Moody's downgrades Alabama State University to Ba1 from Baa1; outlook negative

Global Credit Research - 03 Jul 2014

$230M rated debt

New York, July 03, 2014 -- Moody's Investors Service has downgraded Alabama State University's (ASU) general tuition and fee revenue bond rating to Ba1 from Baa1, and downgraded the Series 2005 lease revenue bonds to Ba2 from Baa2. The outlook is negative.

SUMMARY RATING RATIONALE

The downgrade to Ba1 reflects the continued weakening financial condition of the university evidenced by declining liquidity, extremely high operating leverage and inability to cover debt service for a multi-year period. Ongoing weak operating performance required a draw on reserves to cover debt service in 2014 and this is expected to continue through at least 2015, if not longer, resulting in weakening liquidity. A history of weak governance and expense control reduces the prospects that the university will be able to rapidly and strategically restore operating equilibrium.

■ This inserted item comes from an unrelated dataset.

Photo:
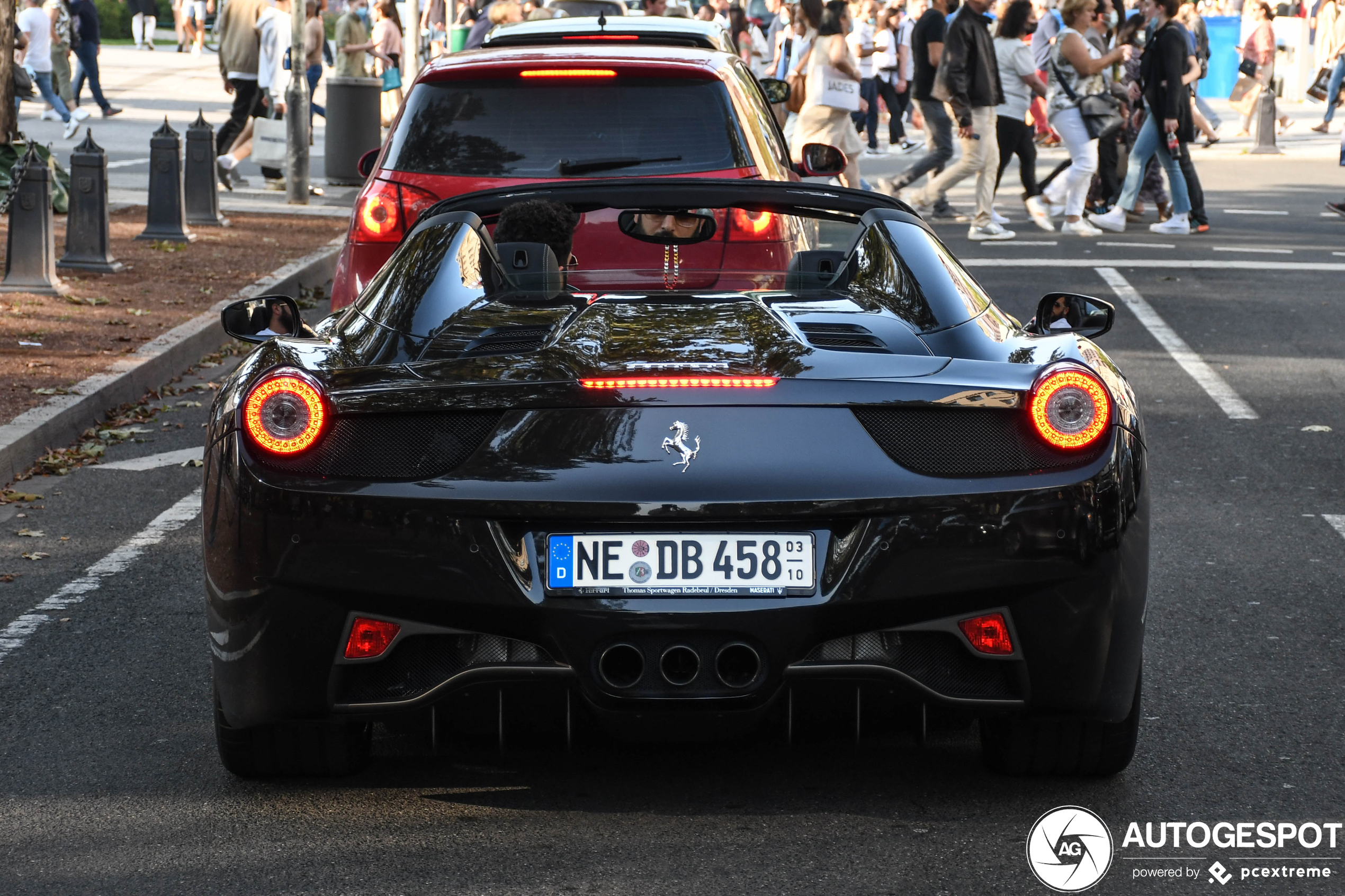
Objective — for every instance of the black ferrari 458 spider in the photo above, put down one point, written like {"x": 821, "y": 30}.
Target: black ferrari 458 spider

This downgrade also incorporates the Southern Association of Colleges and Schools Commission on Colleges (SACSCOC) June 19, 2014 placement of ASU's accreditation status on Warning. SACSCOC determined significant non-compliance in six areas: governing board, board conflict of interest, financial stability, control of finances, control of sponsored research/external funds, and Title IV program responsibilities.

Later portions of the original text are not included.